Scott vetoes tax increase proposal



(The Center Square) – Republican Gov. Phil Scott has vetoed Vermont’s annual property tax bill in response to double-digit increases proposed by the Democratic majority Legislature and is calling for relief for taxpayers.

Lawmakers approved the so-called “yield” bill on Thursday that would result in an average statewide education property tax increase of nearly 14% next year. Scott sent it back to them, saying Vermonters can’t afford a double-digit tax increase. He called on Democratic legislative leaders to come up with a new proposal that reduces the burden on the state’s taxpayers.

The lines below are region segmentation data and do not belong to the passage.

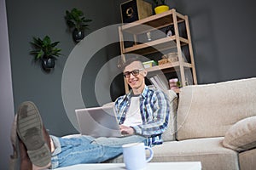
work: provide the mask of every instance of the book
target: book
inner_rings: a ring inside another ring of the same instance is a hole
[[[149,78],[151,83],[155,86],[156,88],[166,91],[169,89],[168,82],[164,75],[154,75]]]

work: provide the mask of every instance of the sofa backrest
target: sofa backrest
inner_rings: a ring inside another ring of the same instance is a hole
[[[177,95],[173,90],[166,92],[170,99],[170,115],[167,129],[162,134],[164,141],[176,140],[176,116],[177,108]]]
[[[238,121],[256,116],[256,78],[184,87],[177,114],[177,140],[224,136]]]

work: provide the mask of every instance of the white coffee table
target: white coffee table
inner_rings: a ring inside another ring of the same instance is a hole
[[[124,170],[124,163],[93,163],[79,164],[67,167],[60,167],[58,170]],[[148,163],[145,170],[168,169],[168,170],[201,170],[200,162],[151,162]]]

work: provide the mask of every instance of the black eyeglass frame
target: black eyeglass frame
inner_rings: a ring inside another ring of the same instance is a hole
[[[131,71],[125,71],[125,72],[124,72],[124,76],[125,78],[129,78],[131,73],[132,74],[132,76],[136,76],[139,75],[139,73],[140,73],[141,71],[143,71],[143,70],[144,69],[136,69],[136,70],[133,70]]]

“Especially while facing a historic 8% property tax increase last year, a 20% increase in DMV fees, a new payroll tax taking effect July 1, increased fuel costs to heat homes and businesses from the Clean Heat Standard, and increased electric costs if my veto of the Renewable Energy Standard is not sustained,” he wrote in a veto message to lawmakers.

“All on top of several years of inflation – the most regressive tax of all – driving up the cost of household essentials like food, clothing and services faster than paychecks are growing,” Scott added.

Democratic House Speaker Jill Krowinski called the governor’s veto “deeply disappointing” and said the failure to pass a tax plan will create a deficit in education funding and “exacerbate the state’s stability and affordability issues.”

“This legislation is a critical step toward providing much-needed tax relief to Vermonters while ensuring the long-term stability and sustainability of our education system,” she said in a statement. “The governor has been unable to provide any alternative plan that would be workable for the start of the fiscal year on July 1.”

Krowinski pointed out the legislation includes a provision creating a new state commission to consider structural taxing and spending reforms during the next legislative session.

“This commission will allow Vermonters to provide input on the state of our education system, make recommendations for a statewide vision, and prepare us to take legislative action to support our children, teachers, and Vermont taxpayers,” she said.

The Vermont Department of Taxes has estimated an 18.5% rise in property taxes next year, driven by a 12% increase in education costs. But lawmakers were able to lower the property tax increase to an average 13.8% by adding a tax for Vermont businesses that use software storage and a new 3% tax on short-term rentals.

Lawmakers are expected to revisit the yield bill when they return to the Statehouse on Monday for a veto session, where they will consider an override of Scott’s objections.

If lawmakers don’t reach a consensus plan with the governor before the July 1 beginning of the fiscal year – or override Scott’s veto – the state would roll over last year’s yield. Legislative budget writers have said that would result in an average property tax increase of 30% for businesses and non-primary residences and create a $93 million deficit in the state’s education fund.

Scott said the tax increase is the latest in a string of actions by the Legislature’s Democratic supermajority that have driven up the cost of living. He said taxpayers need relief now, urging Democrats to work with his administration on tax reforms.

“This can’t wait for another study before implementing cost containment strategies,” he wrote. “We must also reform our education funding formula to ensure sustainable spending growth and equitable opportunities, and prioritize funding educational opportunities that improve outcomes by reinvesting in the strategies that best serve kids over maintaining the status quo.”